High-frequency phone surveys conducted by the World Bank in collaboration with the Jobs Commission and the Central Statistical Agency find that most companies that had to temporarily close their business at the onset of the pandemic have reopened. However, median monthly sales revenue in October remained at just a third of the pre-COVID-19 level, the report notes.
Employment rates rebounded in the second half of 2020, reaching pre-COVID-19 levels in rural areas, but remaining slightly lower than before the pandemic in urban areas. The share of households facing reductions in their income has been reduced from more than half at the onset of the pandemic, to about a quarter by October 2020. While surveys suggest the food security situation is not significantly worse than prior to the pandemic, at least in terms of food availability, the report notes that depressed incomes due to the crisis and rising inflation are likely to make it difficult for some households to be able to afford food.
The policy response to ensure Ethiopia’s resilient recovery from COVID-19
Response measures introduced by the government, including tax deferrals and waivers, liquidity provision to commercial banks, measures to ease access to credit and loan refinancing, logistics facilitation and food distribution measures, have contributed to cushioning some of the impacts from the crisis. However, the report notes that a 5% decrease in payment collection by commercial banks during the first half of the fiscal year suggests some firms and households continue to struggle to repay their loans and more needs to be done, including:
- Containment. To minimize human and economic damage and flatten the current second wave of infections, it will be key to remain vigilant, observing containment and surveillance measures. The report warns that it will also be crucial to ensure a swift deployment of the vaccine by addressing any gaps identified in the readiness assessment.
- Mitigation. There is a need to continue updating safety net benefits to address the loss in purchasing power caused by inflation and to expand coverage and facilitate registration for new beneficiaries. Safety nets are a lifeline against current and future shocks. It will also be important to continue strengthening the successful measures adopted so far to prevent food supply disruptions.
- Firm support. Going forward, there should be more focus on the provision of credit to small and medium enterprises and the self-employed, much of whom are women, who are bearing the brunt of the pandemic.

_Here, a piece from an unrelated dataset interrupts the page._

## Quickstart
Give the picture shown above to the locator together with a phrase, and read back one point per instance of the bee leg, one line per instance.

- Adapting to the new normal and building back better. In a world in which virtual interaction is increasingly a need, it will be important to implement the new Proclamation on e-Transactions and to strengthen the regulatory framework to facilitate digital financial services. Second, to make the most of the reconfiguration of global value chains, the report recommends authorities revisit existing investment incentives, while preparing as well towards World Trade Organization accession.